Video Reports = V-Reports
The TVD system is designed to automatically index video data in a hierarchical and relational database structure. If one is creating a video document library, based on user queries, sequences can be extracted and stored in video folders. But for some applications it is more important to generate a single video report intended for a particular user, or viewer. An athletic coach will want to give team-members CDs at the end of the week showing just those performances during practice which are relevant to the player. A real-estate broker will be able to send her client walk-throughs of several different homes – and the CD will include the reporting “front end” – or thrummer interface letting the potential customer compare dining rooms, staircases, basements, and garages to one another to their own satisfaction and in whatever way they choose. It is the ability to compare-and-contrast short film segments which gives thrumming its most powerful feature as a diagnostics and analysis tool.
V-reports are possible because the thrum signal structure is designed to contain information relevant to the person making the film (the camera-person and thrummer), the meanings attached to the signals at the time the workpad was programmed and prior to its being downloaded to the thrummer. If one considers that each thrummed metadata signal must be encoded with enough information to allow even the shortest segment to be extracted and stored as an individual video file, it becomes clearer that thrum signals must contain sufficient structure and granularity to generate a database of considerable relational structure.

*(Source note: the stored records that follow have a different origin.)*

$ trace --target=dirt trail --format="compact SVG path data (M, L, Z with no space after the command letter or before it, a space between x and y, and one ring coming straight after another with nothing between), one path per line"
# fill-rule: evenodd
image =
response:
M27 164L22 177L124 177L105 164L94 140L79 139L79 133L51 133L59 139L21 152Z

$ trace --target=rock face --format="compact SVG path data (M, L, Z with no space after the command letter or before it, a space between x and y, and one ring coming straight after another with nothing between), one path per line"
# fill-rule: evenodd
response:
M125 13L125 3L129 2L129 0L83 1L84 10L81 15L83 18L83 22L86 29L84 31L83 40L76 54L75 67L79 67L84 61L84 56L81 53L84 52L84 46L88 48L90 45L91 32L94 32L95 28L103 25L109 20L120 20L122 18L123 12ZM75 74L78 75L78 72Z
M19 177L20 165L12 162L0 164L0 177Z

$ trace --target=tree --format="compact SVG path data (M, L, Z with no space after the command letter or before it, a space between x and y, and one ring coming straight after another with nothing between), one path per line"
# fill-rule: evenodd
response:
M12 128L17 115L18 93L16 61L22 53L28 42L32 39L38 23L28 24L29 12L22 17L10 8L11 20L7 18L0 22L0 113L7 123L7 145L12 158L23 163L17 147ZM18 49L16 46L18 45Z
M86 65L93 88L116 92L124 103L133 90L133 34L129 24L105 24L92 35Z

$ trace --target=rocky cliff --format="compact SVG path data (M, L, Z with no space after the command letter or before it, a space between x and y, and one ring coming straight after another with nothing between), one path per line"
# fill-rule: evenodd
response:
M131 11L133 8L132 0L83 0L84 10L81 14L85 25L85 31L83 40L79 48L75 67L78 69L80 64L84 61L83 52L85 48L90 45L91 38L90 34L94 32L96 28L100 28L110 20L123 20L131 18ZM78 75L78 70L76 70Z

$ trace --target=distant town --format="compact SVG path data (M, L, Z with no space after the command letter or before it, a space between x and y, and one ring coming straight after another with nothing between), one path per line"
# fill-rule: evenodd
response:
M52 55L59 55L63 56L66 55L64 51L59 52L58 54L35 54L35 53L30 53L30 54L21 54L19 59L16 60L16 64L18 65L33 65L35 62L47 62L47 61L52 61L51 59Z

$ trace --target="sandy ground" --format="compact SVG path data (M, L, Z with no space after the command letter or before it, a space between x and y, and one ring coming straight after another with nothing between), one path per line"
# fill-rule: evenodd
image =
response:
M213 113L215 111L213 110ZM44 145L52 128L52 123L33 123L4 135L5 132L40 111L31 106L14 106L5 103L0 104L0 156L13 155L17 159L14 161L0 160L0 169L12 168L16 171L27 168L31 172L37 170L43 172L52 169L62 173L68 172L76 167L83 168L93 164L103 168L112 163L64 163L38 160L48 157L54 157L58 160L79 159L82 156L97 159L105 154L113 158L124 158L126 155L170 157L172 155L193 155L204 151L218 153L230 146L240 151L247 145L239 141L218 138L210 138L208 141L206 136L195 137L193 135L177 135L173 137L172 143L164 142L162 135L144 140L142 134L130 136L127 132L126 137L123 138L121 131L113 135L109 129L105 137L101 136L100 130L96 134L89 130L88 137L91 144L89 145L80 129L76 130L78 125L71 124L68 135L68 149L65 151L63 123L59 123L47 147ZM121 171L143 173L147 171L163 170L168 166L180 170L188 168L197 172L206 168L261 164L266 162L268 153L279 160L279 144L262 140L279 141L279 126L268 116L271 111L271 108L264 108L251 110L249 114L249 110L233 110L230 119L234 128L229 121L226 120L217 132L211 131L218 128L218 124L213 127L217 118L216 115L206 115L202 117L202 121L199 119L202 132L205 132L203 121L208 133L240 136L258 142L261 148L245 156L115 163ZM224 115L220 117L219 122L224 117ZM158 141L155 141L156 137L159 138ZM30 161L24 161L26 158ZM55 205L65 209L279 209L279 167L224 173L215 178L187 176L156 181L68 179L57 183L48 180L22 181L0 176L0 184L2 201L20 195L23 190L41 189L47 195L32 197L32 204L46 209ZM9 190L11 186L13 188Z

In many ways sense, the choice to thrum a video is to amplify human memory and discrimination. Its use in this way comes closer to the historical origins of film. The Lumiere Brothers devised a system for artists to analyze motion, and not long afterwards Gilbreth (of Cheaper by the Dozen fame) used time and motion studies for earliest research in industrial engineering.
Where visual analysis is part of a job, diagnostic controls are built directly into the thrummer workpad. You know – on-the-spot – that you want a particular sequence of moves, i.e. muscular coordination, tagged for a frame-by-frame analysis. Similarly, you realize a player has just demonstrated their best performance of the week – which you want to classify as the “model” and baseline against which all other similar performances will be judged. The V-report will automatically tag these segments for special types of reports, which you may or may not choose to generate. HOWEVER, the indexes will always remain in the system, and later on, you will be able to create a report comparing all of these models against one another, allowing you to recognize things about an individual’s development (or degeneration) which you might never have recognized before.